High Standards or Perfectionism?

By Dr Nathan Wilson, St Leonard’s College Counselling Team Leader and Clinical Psychologist

Something that school counsellors can see a lot of over time is perfectionism. Perfectionism is common among students. Australian research suggests that between 15-30% of adolescents can have perfectionistic tendencies. What do we mean by perfectionistic tendencies? It is technically defined as (1) when a young person expects themselves and or others to be perfect; and (2) they strive to do the best in all that they do. The unhelpful part is the first part of the definition (the expectations) while the second part overlaps a lot with something that is positive and helpful: striving for excellence or high standards. There is a growing body of evidence highlighting the difference between perfectionism and high standards, and how while initially they may look similar, when you dive into the details, they end up: (1) looking different; (2) feeling different; and (3) leading to different outcomes for students.

So how does it look different? A student who is currently engaging more in the perfectionistic behaviours will tend to do some of the following: spend lots of extra time on minor tasks that were not designed by teachers to take a long time; rework – going over something again or again; or, not completing a piece of work when they cannot see a way to get it to perfection. Sometimes students engaging in perfectionism will do what I heard one student call a “glorious zero,” which is the thought I would rather hand in nothing, if I cannot get a perfect mark.

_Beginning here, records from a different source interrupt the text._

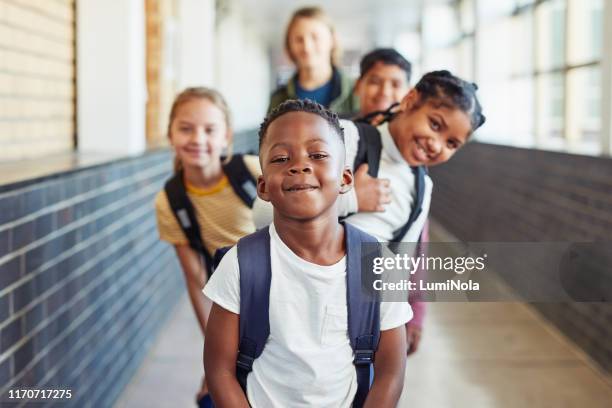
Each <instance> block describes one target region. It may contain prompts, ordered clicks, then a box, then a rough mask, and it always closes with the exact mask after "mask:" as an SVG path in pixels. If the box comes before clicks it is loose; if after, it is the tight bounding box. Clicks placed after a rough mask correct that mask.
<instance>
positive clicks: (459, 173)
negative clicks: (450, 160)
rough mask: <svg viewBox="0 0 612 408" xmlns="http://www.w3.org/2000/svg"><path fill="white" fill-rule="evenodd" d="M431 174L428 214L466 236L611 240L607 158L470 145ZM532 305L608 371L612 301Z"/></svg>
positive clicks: (452, 231)
mask: <svg viewBox="0 0 612 408" xmlns="http://www.w3.org/2000/svg"><path fill="white" fill-rule="evenodd" d="M430 174H431V176H432V178H433V181H434V192H433V198H432V208H431V213H432V216H433V217H434V218H436V219H437V220H438V221H440V223H441V224H442V225H444V226H445V227H446V228H447V229H448V230H449V231H450V232H452V233H453V234H454V235H455V236H457V237H458V238H459V239H461V240H463V241H525V242H528V241H568V242H572V241H600V242H603V241H605V242H610V237H611V236H612V235H611V232H612V194H611V193H612V177H610V175H611V174H612V159H610V158H597V157H586V156H577V155H569V154H562V153H554V152H545V151H538V150H531V149H518V148H512V147H505V146H496V145H488V144H482V143H472V144H469V145H468V146H466V147H465V148H464V149H463V150H462V151H461V152H459V153H458V154H457V156H456V157H454V158H453V159H452V160H451V161H450V162H449V163H447V164H444V165H442V166H438V167H434V168H432V169H431V170H430ZM607 272H608V273H609V275H608V278H611V277H612V271H607ZM584 284H585V287H589V285H595V287H597V285H598V283H597V282H589V274H588V273H585V274H584ZM534 306H535V307H536V309H537V310H539V311H540V312H541V313H542V314H543V315H544V316H546V317H547V318H548V319H549V320H550V321H551V322H553V323H554V324H555V325H557V326H558V327H559V328H560V329H561V330H562V331H563V332H564V333H565V334H566V335H567V336H568V337H570V338H571V339H572V340H573V341H575V342H576V343H577V344H578V345H579V346H580V347H582V348H583V349H584V350H585V351H586V352H587V353H588V354H590V355H591V356H592V357H593V359H594V360H596V361H597V362H598V363H599V364H600V365H601V366H602V367H604V368H605V369H606V370H608V371H609V372H612V341H610V339H611V338H612V304H610V303H571V304H570V303H568V304H560V303H539V304H534Z"/></svg>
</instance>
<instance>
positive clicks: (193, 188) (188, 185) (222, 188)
mask: <svg viewBox="0 0 612 408" xmlns="http://www.w3.org/2000/svg"><path fill="white" fill-rule="evenodd" d="M228 185H229V180H228V179H227V176H226V175H223V177H221V179H220V180H219V181H218V182H217V183H215V185H213V186H210V187H205V188H202V187H196V186H194V185H191V184H189V183H188V182H187V181H185V189H186V190H187V192H188V193H191V194H195V195H197V196H205V195H211V194H216V193H218V192H219V191H221V190H223V189H224V188H225V187H227V186H228Z"/></svg>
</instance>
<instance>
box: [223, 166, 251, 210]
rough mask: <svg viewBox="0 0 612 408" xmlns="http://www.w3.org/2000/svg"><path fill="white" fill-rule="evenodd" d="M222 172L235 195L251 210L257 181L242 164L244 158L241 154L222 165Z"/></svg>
mask: <svg viewBox="0 0 612 408" xmlns="http://www.w3.org/2000/svg"><path fill="white" fill-rule="evenodd" d="M223 172H224V173H225V175H226V176H227V179H228V180H229V183H230V185H231V186H232V188H233V189H234V192H235V193H236V195H237V196H238V197H240V199H241V200H242V201H243V202H244V203H245V204H246V205H247V206H248V207H250V208H252V207H253V202H254V201H255V198H256V197H257V180H255V177H253V175H252V174H251V172H250V171H249V169H248V168H247V166H246V164H245V163H244V156H243V155H241V154H235V155H233V156H232V157H231V159H230V161H229V162H228V163H226V164H224V165H223Z"/></svg>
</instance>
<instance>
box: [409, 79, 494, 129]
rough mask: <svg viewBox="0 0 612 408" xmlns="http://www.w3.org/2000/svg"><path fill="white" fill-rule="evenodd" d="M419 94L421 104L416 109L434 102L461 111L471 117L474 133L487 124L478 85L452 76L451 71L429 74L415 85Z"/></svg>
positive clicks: (471, 123) (415, 107) (485, 117)
mask: <svg viewBox="0 0 612 408" xmlns="http://www.w3.org/2000/svg"><path fill="white" fill-rule="evenodd" d="M415 88H416V90H417V91H418V92H419V102H418V103H417V105H416V106H415V108H419V107H420V106H423V104H425V103H426V102H427V101H429V100H433V101H434V103H435V102H437V103H439V104H441V105H442V106H447V107H449V108H453V109H455V108H456V109H461V110H462V111H463V112H465V113H466V114H467V115H468V116H469V117H470V122H471V125H472V131H474V130H476V129H478V128H479V127H480V126H482V125H483V124H484V123H485V120H486V117H485V116H484V115H483V114H482V106H481V105H480V102H479V101H478V97H477V96H476V91H477V90H478V85H476V84H475V83H473V82H467V81H464V80H463V79H461V78H459V77H457V76H455V75H453V74H451V73H450V72H449V71H446V70H443V71H433V72H429V73H427V74H425V75H423V77H422V78H421V80H420V81H419V82H418V83H417V84H416V85H415Z"/></svg>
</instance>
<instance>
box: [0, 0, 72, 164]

When compared to students having high standards for themselves, students engaging in perfectionism also end up feeling very different. Without getting bogged down in mental health theories, you can broadly summarise all people as being in one of three modes at any moment. The first is a “safe/content/relaxed” mode; the second is a “driven/vitality/energetic” mode, the third is a “threat/fear” mode. Students who can set high standards without being perfectionistic can operate mostly in the second mode and do work from a place of drive and then switch off into relaxed mode. In contrast, the stream of self-criticism which goes with the threat/fear mode tends to make the student engaging in perfectionism operate nearly totally from “threat/fear” mode, without ever really engaging the drive or relaxed modes.

Over time these differences in behaviour and the feeling can lead to students with perfectionistic tendencies experiencing worse outcomes at school. There is a large body of research showing students that set high standards (without perfectionism being overlayed) have better academic outcomes and well-being compared to those who engage in perfectionism. The burn out from also being the threat/fear mode also means that students engaging in perfectionism are more likely to end up with clinically elevated depression and anxiety symptoms, feel more exhausted physically, and can have some social up and downs as they expect others to be perfect (which no one else can elver live up to).

So, what can we do as a community to help ensure we separate out helpful high standards from perfectionism? The first is noticing when our students, either at the College or at home, are crossing over from applying themselves and setting high expectations to the more inefficient, avoidant, and self-critical perfectionistic behaviours. We can gently highlight the difference between the two and discuss how over time they lead to different results. We can encourage students to try to catch themselves when they start to think that they or others need to be perfect. Most importantly, as direct experience will trump discussion on this topic, the whole College environment provides with an opportunity to experience and participate in so many co-curricular activities where students can aim to do well (or even just give it a go), enjoy the process of being involved and they don’t have to be perfect. If they are really getting stuck, you can also reach out to our team. Students with perfectionism tend to initially be relatively reluctant to engage in counselling, but it can and has helped a lot of students.